Inside Queer Eye Design Expert Bobby Berk's Home

"Queer Eye" design expert and interior designer Bobby Berk has purchased a Spanish-style vacation home in Cahuilla Hills, reports Palms Springs Life in their interview with Berk. The house is named Casa Tierra, which translates from Spanish to earth. Berk states he purchased the home to make it a Modernism Week Showcase Home. The weeklong event, which occurs annually in February, "is an annual celebration of midcentury modern design, architecture, art, fashion and culture" (via Modernism Week). The festival, which takes place in Palm Springs, features an array of events, including a home showcase. Berk plans to make the home a venue and vacation rental, as well as a vacation home for his husband and him.

Berk's renovation plan had an aim towards a mid-century aesthetic. "I've been obsessed with midcentury modern architecture for years. As long as I can remember, it's been one of my favorite styles of architecture."

Casa Tierra, a mid century dream home

Casa Tierra is a 5,000 square foot Spanish-style home, comfortably located in Palm Desert. Berk told Palm Springs Life that it is just eight minutes from El Paseo while still having a remote, quiet feel. The house, which was built in the 1950s, sits on 2.5 acres and features seven bedrooms, 7.5 bathrooms, and multiple other homes on the property, including a pool house, garage, and casitas.

Berk states that he gutted the house's interior, making it feel more open. He says the house was not conducive for gathering, lounging, or conversing, even though he says the house can sleep up to 20 people. "I was like, 'Where are all the people sleeping in this house hanging out?!' For me as a designer, I'm always thinking about how a home can be lived in."

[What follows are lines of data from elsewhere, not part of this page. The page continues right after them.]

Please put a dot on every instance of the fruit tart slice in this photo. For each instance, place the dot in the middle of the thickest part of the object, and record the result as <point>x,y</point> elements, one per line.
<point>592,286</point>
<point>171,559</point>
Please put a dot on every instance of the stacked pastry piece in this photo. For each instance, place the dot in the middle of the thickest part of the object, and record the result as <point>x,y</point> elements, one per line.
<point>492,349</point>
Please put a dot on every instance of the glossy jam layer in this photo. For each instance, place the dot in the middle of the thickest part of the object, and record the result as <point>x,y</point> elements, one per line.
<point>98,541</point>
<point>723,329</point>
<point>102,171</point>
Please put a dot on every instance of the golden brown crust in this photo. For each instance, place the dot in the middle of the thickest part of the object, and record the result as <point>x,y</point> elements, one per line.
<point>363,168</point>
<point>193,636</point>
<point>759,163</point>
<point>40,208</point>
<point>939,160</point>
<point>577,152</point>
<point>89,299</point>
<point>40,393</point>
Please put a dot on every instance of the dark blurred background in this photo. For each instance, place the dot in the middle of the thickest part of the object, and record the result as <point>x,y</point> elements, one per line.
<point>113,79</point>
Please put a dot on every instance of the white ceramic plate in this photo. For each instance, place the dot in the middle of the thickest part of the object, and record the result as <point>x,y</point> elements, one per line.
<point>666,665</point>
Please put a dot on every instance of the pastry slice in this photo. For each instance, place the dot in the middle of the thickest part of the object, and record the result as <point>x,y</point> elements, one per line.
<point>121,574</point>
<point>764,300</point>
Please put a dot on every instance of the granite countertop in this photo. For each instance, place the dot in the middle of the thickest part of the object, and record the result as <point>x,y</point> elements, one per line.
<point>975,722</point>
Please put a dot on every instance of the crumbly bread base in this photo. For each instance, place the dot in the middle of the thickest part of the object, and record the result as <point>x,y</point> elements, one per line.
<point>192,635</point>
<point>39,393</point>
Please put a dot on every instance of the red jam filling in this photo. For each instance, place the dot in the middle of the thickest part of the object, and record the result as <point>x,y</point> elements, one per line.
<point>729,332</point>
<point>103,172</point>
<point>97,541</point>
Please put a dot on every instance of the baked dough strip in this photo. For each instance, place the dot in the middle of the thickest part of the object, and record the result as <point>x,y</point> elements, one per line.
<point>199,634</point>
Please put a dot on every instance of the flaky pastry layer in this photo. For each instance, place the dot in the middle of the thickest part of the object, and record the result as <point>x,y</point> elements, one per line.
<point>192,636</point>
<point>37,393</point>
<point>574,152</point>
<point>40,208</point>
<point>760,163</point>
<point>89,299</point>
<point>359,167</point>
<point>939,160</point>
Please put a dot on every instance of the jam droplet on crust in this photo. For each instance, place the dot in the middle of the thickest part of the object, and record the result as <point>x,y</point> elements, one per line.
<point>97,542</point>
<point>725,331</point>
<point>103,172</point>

Berk's primary design focus was mid-century, describing it as " modern, Spanish, and Mediterranean with a bit of rustic flair." He also maintained many of the house's retro and quirky elements, telling Palm Springs Life he "didn't want to go super modern. It wouldn't have worked. The home would've lost some of its charm. We embraced the rustiness and went neutral with the colors."